This study investigates the influence of social and linguistic constraints on language contact through the analysis of linguistic borrowing from Spanish inthree indigenous languages of the Americas (Ecuadorian Quechua, Paraguayan Guaraní and Mexican Otomí). An extensive corpus for each language was collected and processed in search of loanwords and function words from Spanish. The analysis of the corpora was developed in the framework of the parts-of-speech theory and linguistic typology. In this way the study meets the requirements of a solid empirical foundation and a theory-driven approach.
After an evaluation of the fundamental concepts of language contact, the author proposes a multi-level model of causation to explain contact-induced language change, in which linguistic and nonlinguistic factors interact with each other. The model serves as a point of departure to explain the interplay of social and linguistic constraints on borrowing. To support the language-specific analysis, an extensive description of the recipient languages is provided in terms of their historical development, sociolinguistic situation, dialectal variation and typological profile.
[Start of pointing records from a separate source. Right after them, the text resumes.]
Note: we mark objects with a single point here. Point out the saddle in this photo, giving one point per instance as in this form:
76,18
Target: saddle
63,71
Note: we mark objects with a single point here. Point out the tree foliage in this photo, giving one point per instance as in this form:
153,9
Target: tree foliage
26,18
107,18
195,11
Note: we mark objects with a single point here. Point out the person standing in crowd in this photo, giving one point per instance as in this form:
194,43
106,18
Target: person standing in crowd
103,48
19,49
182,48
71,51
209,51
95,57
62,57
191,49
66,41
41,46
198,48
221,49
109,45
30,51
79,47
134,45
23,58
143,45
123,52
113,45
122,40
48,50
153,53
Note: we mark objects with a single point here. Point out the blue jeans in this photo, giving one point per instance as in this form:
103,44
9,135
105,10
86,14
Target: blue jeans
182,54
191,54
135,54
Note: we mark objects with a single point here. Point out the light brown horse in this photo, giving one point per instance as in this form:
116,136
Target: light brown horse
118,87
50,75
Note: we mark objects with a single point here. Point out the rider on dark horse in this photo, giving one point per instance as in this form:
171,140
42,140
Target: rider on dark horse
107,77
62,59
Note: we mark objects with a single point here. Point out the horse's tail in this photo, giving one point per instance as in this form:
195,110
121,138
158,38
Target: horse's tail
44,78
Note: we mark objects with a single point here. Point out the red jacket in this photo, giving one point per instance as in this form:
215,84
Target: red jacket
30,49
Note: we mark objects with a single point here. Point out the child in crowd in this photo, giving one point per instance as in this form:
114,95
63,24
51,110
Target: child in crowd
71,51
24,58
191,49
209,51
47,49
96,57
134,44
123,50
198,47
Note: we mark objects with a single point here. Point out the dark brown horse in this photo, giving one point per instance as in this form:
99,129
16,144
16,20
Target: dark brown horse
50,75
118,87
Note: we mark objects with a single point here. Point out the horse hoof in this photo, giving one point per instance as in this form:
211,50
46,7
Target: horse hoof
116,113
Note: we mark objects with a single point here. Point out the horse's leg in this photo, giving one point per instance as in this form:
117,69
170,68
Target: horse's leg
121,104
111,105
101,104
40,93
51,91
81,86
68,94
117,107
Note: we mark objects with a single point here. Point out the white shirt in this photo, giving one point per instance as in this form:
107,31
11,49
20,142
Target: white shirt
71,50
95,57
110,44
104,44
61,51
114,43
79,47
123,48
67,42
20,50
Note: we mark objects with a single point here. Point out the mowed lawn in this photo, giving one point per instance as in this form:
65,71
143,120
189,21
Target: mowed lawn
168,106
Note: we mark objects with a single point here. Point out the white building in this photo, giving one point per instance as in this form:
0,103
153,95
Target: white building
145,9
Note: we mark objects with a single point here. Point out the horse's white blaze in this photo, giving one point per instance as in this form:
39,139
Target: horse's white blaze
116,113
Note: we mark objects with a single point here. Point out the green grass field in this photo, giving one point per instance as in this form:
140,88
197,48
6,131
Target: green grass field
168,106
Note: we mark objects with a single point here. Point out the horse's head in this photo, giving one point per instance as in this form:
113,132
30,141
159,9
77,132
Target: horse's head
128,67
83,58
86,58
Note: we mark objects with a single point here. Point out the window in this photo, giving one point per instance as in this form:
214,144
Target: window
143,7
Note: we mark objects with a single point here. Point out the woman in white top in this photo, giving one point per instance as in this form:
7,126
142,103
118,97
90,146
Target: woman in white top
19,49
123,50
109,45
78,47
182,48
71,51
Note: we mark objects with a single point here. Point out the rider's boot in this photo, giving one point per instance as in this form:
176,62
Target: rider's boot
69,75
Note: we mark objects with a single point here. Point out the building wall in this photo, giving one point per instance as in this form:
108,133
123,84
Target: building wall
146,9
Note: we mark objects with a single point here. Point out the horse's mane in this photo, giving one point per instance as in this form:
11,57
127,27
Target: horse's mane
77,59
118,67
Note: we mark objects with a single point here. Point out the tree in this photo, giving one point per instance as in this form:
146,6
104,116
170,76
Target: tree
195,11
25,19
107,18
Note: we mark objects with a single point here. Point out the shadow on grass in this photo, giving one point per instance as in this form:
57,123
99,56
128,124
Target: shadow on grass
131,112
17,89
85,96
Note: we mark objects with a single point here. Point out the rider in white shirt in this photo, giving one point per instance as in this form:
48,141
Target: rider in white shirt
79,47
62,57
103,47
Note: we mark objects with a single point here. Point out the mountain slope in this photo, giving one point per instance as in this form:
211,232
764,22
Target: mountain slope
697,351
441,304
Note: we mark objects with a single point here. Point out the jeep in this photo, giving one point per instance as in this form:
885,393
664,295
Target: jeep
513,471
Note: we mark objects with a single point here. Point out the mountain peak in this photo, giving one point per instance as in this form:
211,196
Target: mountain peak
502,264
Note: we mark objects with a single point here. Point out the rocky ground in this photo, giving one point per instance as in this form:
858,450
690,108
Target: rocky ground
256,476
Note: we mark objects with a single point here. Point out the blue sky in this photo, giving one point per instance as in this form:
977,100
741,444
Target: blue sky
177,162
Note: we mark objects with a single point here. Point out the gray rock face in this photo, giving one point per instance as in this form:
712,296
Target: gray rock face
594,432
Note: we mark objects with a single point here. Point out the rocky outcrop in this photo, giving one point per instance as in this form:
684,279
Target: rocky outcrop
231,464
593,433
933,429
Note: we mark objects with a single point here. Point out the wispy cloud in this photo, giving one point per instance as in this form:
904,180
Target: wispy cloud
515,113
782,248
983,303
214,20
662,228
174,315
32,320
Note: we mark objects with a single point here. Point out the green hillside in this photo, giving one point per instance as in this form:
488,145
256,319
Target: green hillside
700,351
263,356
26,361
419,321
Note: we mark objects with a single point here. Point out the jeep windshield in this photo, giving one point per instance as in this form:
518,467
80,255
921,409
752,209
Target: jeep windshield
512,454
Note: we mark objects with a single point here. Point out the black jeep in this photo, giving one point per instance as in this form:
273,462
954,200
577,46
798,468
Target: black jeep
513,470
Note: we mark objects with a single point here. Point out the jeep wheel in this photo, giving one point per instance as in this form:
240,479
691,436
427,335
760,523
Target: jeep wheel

The study confirms the dynamic nature of the causation model of contact-induced language change and the need to include specific typological, sociolinguistic and historical criteria in any evaluation of scales of borrowing and hierarchies of borrowability. Still, the major finding of the study is that not everything goes in linguistic borrowing: the outcomes are determined by the structural limits of the recipient languages and the resistance of basic typological parameters to change in contact situations.
The study provides a new insight into the relation between linguistic borrowing, language typology and bilingualism, and therefore is of interest to typologists, sociolinguists, psycholinguists and those students of language contact and Amerindian languages.